ORLANDO – Excess body weight exerts a major negative impact on the likelihood of remaining free of atrial fibrillation long term after an ablation procedure, according to a new set of data and a review of published studies.
“Just losing 3 pounds can dramatically improve the long-term success of an ablation when compared to a weight gain,” reported John D. Day, MD, medical director, Intermountain Heart Rhythm Specialists, Salt Lake City, at the annual International AF Symposium.
Relying on a barrage of published studies, including one for which he was a coauthor (J Interv Card Electrophysiol. 2016 Sep;46[3]:259-65), Dr. Day provided evidence that obesity increases the risk of developing atrial fibrillation (AF), that losing weight by any means, including bariatric surgery, reduces the risk of developing AF, and that losing weight after developing AF can increase the likelihood of achieving and remaining in remission.“As BMI goes up, long-term success in controlling AF goes down. The difference at 1 year may not be a big deal, but if you follow patients for a long time, weight control is a very big deal,” Dr. Day advised. He emphasized repeatedly, “We are just talking about a few pounds” for a favorable effect.

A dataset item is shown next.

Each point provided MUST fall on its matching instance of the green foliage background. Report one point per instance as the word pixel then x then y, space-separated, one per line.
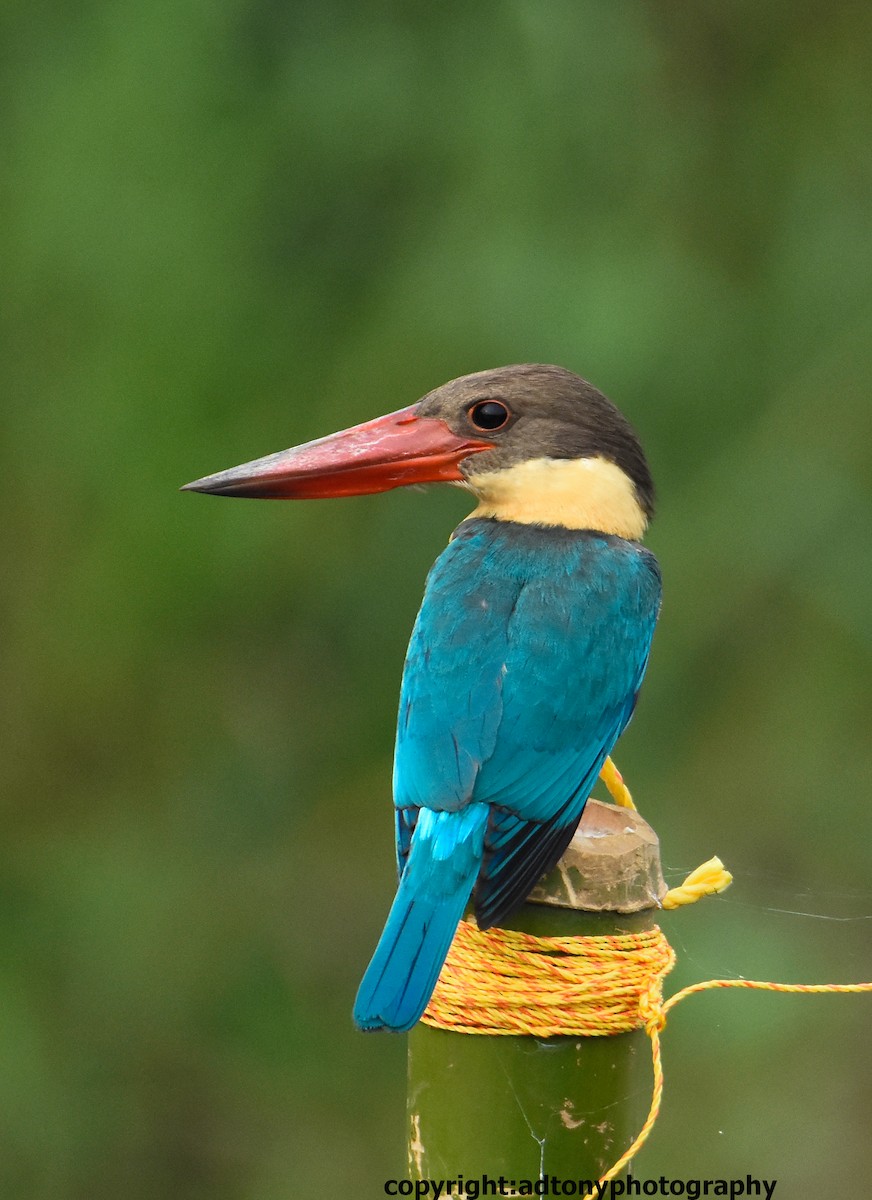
pixel 233 226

New data presented at the meeting supported the message. In the study, ablation outcomes in relationship to body mass index (BMI) were evaluated in 2,715 AF patients undergoing 3,742 ablations. Patients were stratified into five groups by BMI: less than 25 kg/m2, 25 to less than 30; 30 to less than 35; 35 to less than 40, and at least 40.
As BMI increased from less than 25 to at least 40, there were significant increases in left atrial size (P less than .005), CHADS2 scores (P = .002), persistent AF (P less than .0001), and longstanding AF (P less than .0001). Unlike persistent and long-term AF, rates of paroxysmal AF fell (48% to 16.3%; P less than .0001).
“In multivariate analysis, BMI of at least 35 predicted worse ablation outcomes (P = .036),” reported Roger A. Winkle, MD, Silicon Valley Cardiology, Palo Alto, Calif. “For the entire cohort, when BMI was at least 35, the 5-year ablation freedom from AF fell from 70% to 57% (P = .0001).”Not surprisingly and consistent with other published reports, increasing BMI was associated with increases in many of the key risk factors for AF in the study.
Specifically, as BMI increased from less than 25 to at least 40, the proportion of patients with cardiomyopathy climbed from 7.6% to 12.4% (P less than .001), hypertension climbed from 41% to 72.9% (P less than .0001), diabetes climbed from 4.3% to 23.3% (P less than .0001), and sleep apnea climbed from 7.0% to 46.9% (P less than .0001).
Dr. Day cited the LEGACY trial as one of the most influential studies associating weight loss with a reduction in AF burden (J Am Coll Cardiol. 2015 May 26;65[20]:2159-69). In that study, weight loss of at least 10% resulted in a sixfold increased likelihood of AF-free survival. Independent of AF, Dr. Day also pointed out that the sense of well-being among patients who achieved weight loss improved 200%.
Recognizing that major weight loss is difficult to achieve, Dr. Day repeatedly returned to the theme of weight control.
He cited one study in which AF patients were randomized to a weight loss program or usual care. In the usual care group, which included physician advice to lose weight, there was a small but significant weight loss. Even though the effect of that weight loss on AF burden was a fraction of that achieved in the group that achieved greater reductions in weight on active management, it, too, was significant, according to Dr. Day.
“Even brief physician advice can have a meaningful influence on waist circumference,” said Dr. Day, who urged physicians to inform their AF patients about the benefits of weight loss. Failing to do so might deprive patients of achieving the very modest reductions in weight loss required to improve their likelihood of freedom from AF, he added.
Dr. Winkle had no relevant financial relationships. Dr. Day reported a financial relationship with St. Jude Medical.